Dr. Logan, a graduate of Colby College in Maine and Columbia University Medical School is one of the rare few doctors who have become hospital CEOs. His affable, easy-going manner should help him advance his arguments and ideas. A continuing series of international symposia on disaster preparedness and emergency response has already identified the need for a formal academic discipline, a curricular interdisciplinary program that would involve not just training but post-disaster analysis. Dr. Logan is now in discussions with CUNY and particularly with administration and faculty at John Jay College of Criminal Justice to implement such a program, which would include psychological as well as medical training. He notes that Katrina left in its wake some truly unfortunate incidents, such as emergency room staff at a local nursing home abandoning their patients, and the failure of various organizations to communicate with one another, resulting in chaos and death.

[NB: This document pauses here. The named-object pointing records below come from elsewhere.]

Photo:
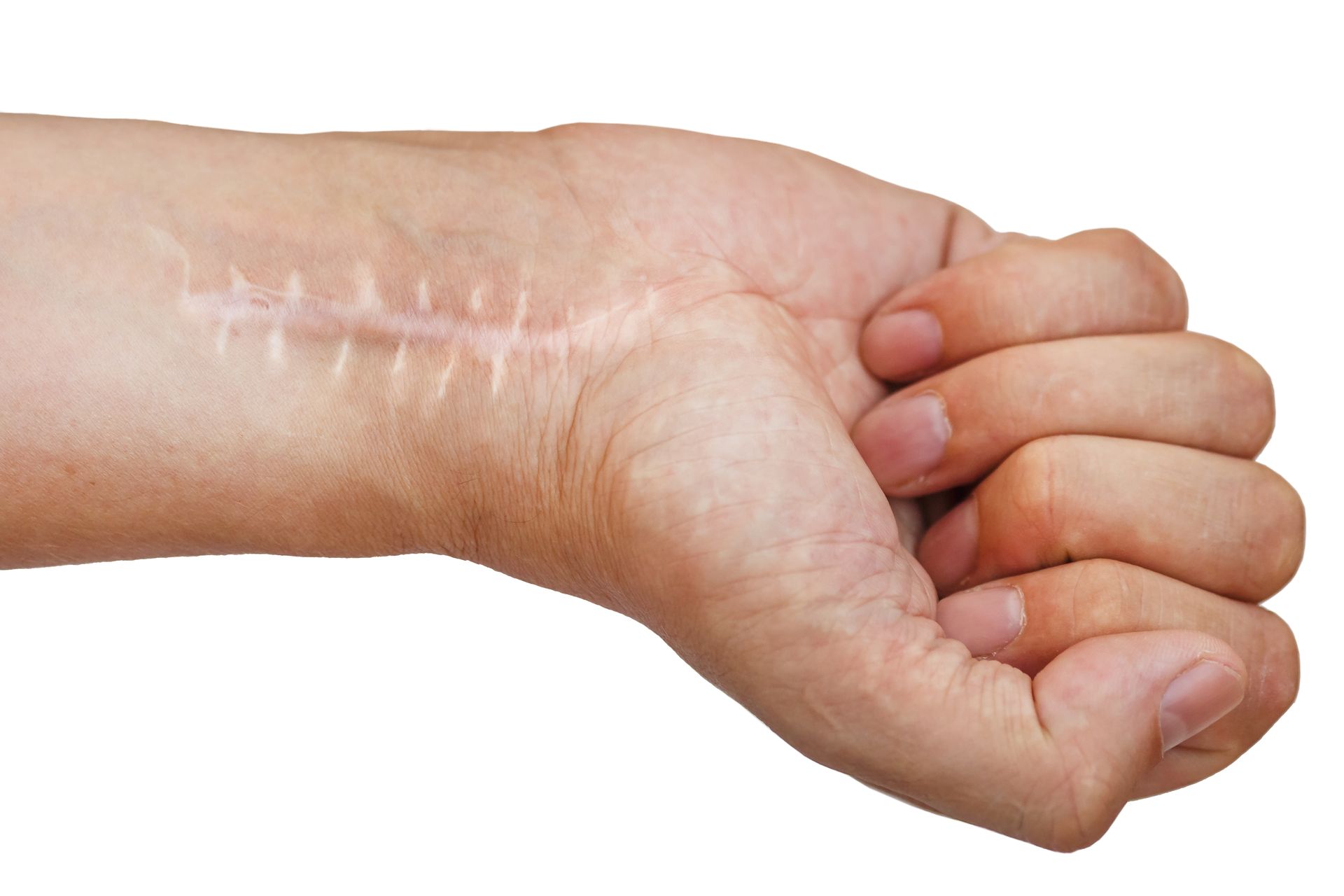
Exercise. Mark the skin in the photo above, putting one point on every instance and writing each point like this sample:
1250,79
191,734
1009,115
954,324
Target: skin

Israel, of course, has become an important place for medical administrators to learn about handling terrorism, but, as Dr. Logan notes, some differences are great between Israeli society and our own. In Israel the army and the police control everything until doctors take over. No ambulance gets into an Israeli hospital without thorough examination. Other Israeli policies, however, serve as models, particularly ways in which cafeterias and other hospital units can be equipped and used for emergency care, including the installation of redundant systems for monitoring oxygen and effecting decontamination. Today, five years after WTC, emergency response extends beyond concerns over bombings and involves as well the “scary” scenarios of biological, chemical and nuclear threats, including the “nightmare” of dirty bombs imbedded with low-grade nuclear material. Communication remains central, especially in regard to evacuation plans and transportation needs. In conversation with Representative Jerrold Nadler, Dr. Logan learned, for example, that the George Washington Bridge carries 80-90 percent of foodstuffs into the city.
Despite horrors past and possible, Dr. Logan remains hopeful that New Yorkers would once again show compassion and resilience as they did on that fateful fall day five years ago. As with the atom, for every negative charge, there is a positive one, and we are all composed of atoms.#
[The Elizabeth Blackwell Award was named for the first woman in the United States to get a medical degree in 1849. The predecessor of NY Downtown Hospital, the NY Infirmary for Women and Children, was founded by Elizabeth Blackwell.]